Insight into the pathophysiology of DME guided by the proper diagnostic imaging modality can help you move on with the next step and it has also led to novel treatments, including anti-VEGF and corticosteroid-based treatment strategies. NRP
REFERENCES:
- Tripathy K, Sharma YR, Karthikeya R, et al. Recent advances in management of diabetic macular edema. Curr Diabetes Rev. 2015;11(2):79-97.
- Schachat AP. A new approach to the management of diabetic macular edema. Ophthalmology. 2010;117(6):1059-1060.
- Wessel MM, Nair N, Aaker GD, Ehrlich JR, D’Amico DJ, Kiss S. Peripheral retinal ischaemia, as evaluated by ultra-widefield fluorescein angiography, is associated with diabetic macular oedema. Br J Ophthalmol. 2012;96(5):694-698.

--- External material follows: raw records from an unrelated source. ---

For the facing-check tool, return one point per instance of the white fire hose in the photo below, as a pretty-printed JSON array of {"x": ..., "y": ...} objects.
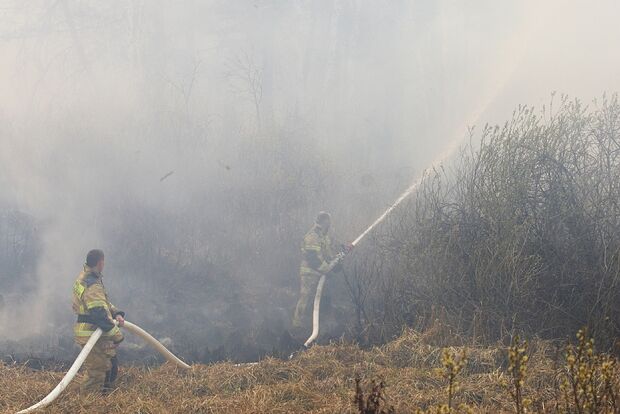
[
  {"x": 319, "y": 287},
  {"x": 135, "y": 329}
]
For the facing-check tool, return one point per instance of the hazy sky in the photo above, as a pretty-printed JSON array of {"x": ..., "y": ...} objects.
[{"x": 100, "y": 100}]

- Najeeb BH, Simader C, Deak G, et al. The distribution of leakage on fluorescein angiography in diabetic macular edema: a new approach to its etiology. Invest. Ophthalmol. Vis. Sci. 2017;58(10):3986-3990.
- Hwang TS, Jia Y, Gao SS, et al. Optical coherence tomography angiography features of diabetic retinopathy. Retina 2015;35:2371.
- Hwang TS, Gao SS, Liu L, et al. Automated quantification of capillary nonperfusion using optical coherence tomography angiography in diabetic retinopathy. JAMA Ophthalmology 2016;134:367-373.
- Soares M, Neves C, Marques IP, et al. Comparison of diabetic retinopathy classification using fluorescein angiography and optical coherence tomography angiography. Br J Ophthalmol. 2017 Jan;101(1):62-68.
- Couturier A, Rey PA, Erginay A, et al. Widefield OCT-angiography and fluorescein angiography assessments of nonperfusion in diabetic retinopathy and edema treated with anti-vascular endothelial growth factor. Ophthalmology 2019;126(12):1685-1694.
- Ehlers JP, Uchida A, Hu M, Figueiredo N, Kaiser PK, Heier JS. Higher-Order Assessment of OCT in Diabetic Macular Edema from the VISTA Study: Ellipsoid Zone Dynamics and the Retinal Fluid Index, Ophthalmology Retina 2019;3(12):1056-1066.
- Vujosevic S, Bini S, Torresin T, Berton M, Midena G, Parrozzani R. Hyperreflective retinal spots in normal and diabetic eyes: B-scan and en face spectral domain optical coherence tomography evaluation. Retina. 2017; 37(6):1092-1103.